Pemilik restoran tertawa kecil, saat melewati mereka, dia sempat menggumam, "Dasar. Traumanya belum hilang, ya?"
"Pak, ada baiknya sekarang kita bergegas ke kantor," ucap Esya yang tengah beranjak berdiri.
"Nanti saya bisa kena omel Bu Hana, Pak. Maaf, saya duluan," ucapnya dengan raut wajah cemas, akhirnya Esya benar-benar pergi.
"Aish! Ah! Aaahhh!!!" pekik Zidane menghantam tembok restoran itu, dia sepertinya terlihat kecewa karena Esya tidak bisa menikmati hidangan dengan baik.
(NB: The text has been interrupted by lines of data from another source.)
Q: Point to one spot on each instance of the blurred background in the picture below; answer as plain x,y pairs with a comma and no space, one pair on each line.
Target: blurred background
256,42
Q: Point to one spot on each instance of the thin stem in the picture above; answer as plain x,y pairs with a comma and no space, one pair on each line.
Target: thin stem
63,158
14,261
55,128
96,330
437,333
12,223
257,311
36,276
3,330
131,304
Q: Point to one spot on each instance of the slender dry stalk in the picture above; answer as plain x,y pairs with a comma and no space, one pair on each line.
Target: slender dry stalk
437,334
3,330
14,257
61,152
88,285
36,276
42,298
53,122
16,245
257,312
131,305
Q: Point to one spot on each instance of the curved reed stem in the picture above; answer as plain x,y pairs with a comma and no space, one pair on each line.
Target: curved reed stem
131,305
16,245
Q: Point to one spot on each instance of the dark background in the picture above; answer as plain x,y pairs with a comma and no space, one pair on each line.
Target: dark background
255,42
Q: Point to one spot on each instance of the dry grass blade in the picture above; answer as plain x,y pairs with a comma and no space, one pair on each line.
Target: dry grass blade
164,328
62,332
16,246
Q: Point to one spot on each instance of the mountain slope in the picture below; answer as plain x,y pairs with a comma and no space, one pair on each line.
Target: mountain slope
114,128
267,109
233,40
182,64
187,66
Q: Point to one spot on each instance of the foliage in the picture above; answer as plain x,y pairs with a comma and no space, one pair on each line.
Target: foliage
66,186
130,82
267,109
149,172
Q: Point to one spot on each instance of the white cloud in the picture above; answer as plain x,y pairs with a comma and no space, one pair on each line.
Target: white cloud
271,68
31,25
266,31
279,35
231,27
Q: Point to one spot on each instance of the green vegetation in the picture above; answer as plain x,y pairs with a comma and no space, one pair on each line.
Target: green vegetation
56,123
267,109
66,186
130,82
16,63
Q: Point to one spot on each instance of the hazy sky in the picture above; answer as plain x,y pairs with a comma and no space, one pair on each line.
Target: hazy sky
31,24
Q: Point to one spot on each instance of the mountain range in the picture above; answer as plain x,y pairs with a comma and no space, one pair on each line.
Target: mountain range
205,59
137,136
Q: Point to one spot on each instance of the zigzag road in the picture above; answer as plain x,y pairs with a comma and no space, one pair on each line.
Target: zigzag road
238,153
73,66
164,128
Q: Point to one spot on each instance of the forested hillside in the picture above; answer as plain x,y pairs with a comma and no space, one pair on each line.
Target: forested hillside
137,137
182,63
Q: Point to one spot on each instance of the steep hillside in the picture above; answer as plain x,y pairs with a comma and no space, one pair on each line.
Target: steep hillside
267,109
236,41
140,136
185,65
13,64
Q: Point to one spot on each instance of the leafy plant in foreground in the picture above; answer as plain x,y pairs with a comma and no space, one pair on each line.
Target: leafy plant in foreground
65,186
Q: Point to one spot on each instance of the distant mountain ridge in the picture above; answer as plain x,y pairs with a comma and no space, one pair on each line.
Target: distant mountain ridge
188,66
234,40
Ini adalah kencan terselubung makan siang. Tapi, penyakit Zidane yang kumat-kumatan itu malah mengacaukan rencananya.
"Hey, sabarlah. Kalau kau mau aku bantu, aku siap!" Tiba-tiba saja Hendrick sudah duduk didepannya. Pria itu tersenyum ramah, benar-benar tipe periang. Sangat berbeda dari Zidane yang bertingkah labil. Dia baik ketika berdua dengan Esya, namun sangat arogan dan memperlihatkan bahwa dia tidak tertarik pada satu pun wanita ketika di depan banyak orang.
"Rubahlah sifatmu, Zidane. Pria harus punya jati diri yang jelas. Aku sudah perhatikan kalian sejak kemarin. Sifatmu tidak benar. Wanita itu pasti bingung menghadapimu," sepertinya Hendrick sangat cocok jadi penasehat pria arogan itu.
Zidane memijat pelipisnya, lalu menghela napas. "Saya harus bagaimana? Apa katamu? Sifat saya labil? Dari mananya?! Jangan bercanda! Saya memang pria dingin, kok! Dan tidak tertarik wanita!" Kali ini sepertinya Zidane telah meluapkan sedikit emosi hatinya.
"Tidak tertarik wanita? Hah … Jangan berbohong! Barusan, kau mengajak wanita kesini, apa namanya kalau kau tidak tertarik?! Apa orang bakal menyangka itu adikmu? Sayang sekali wajah kalian tidak mirip! Sadarlah, Zidane!" Hendrick berusaha menyadarkan sahabatnya itu, tapi memang sulit untuk merubah watak Zidane yang selalu mau menang sendiri. Pria itu benar-benar butuh wanita untuk mengobati traumanya, tapi, dia tidak pernah berubah, Zidane terus merasa kalau wanita hanyalah pengganggu dan sampah dimatanya.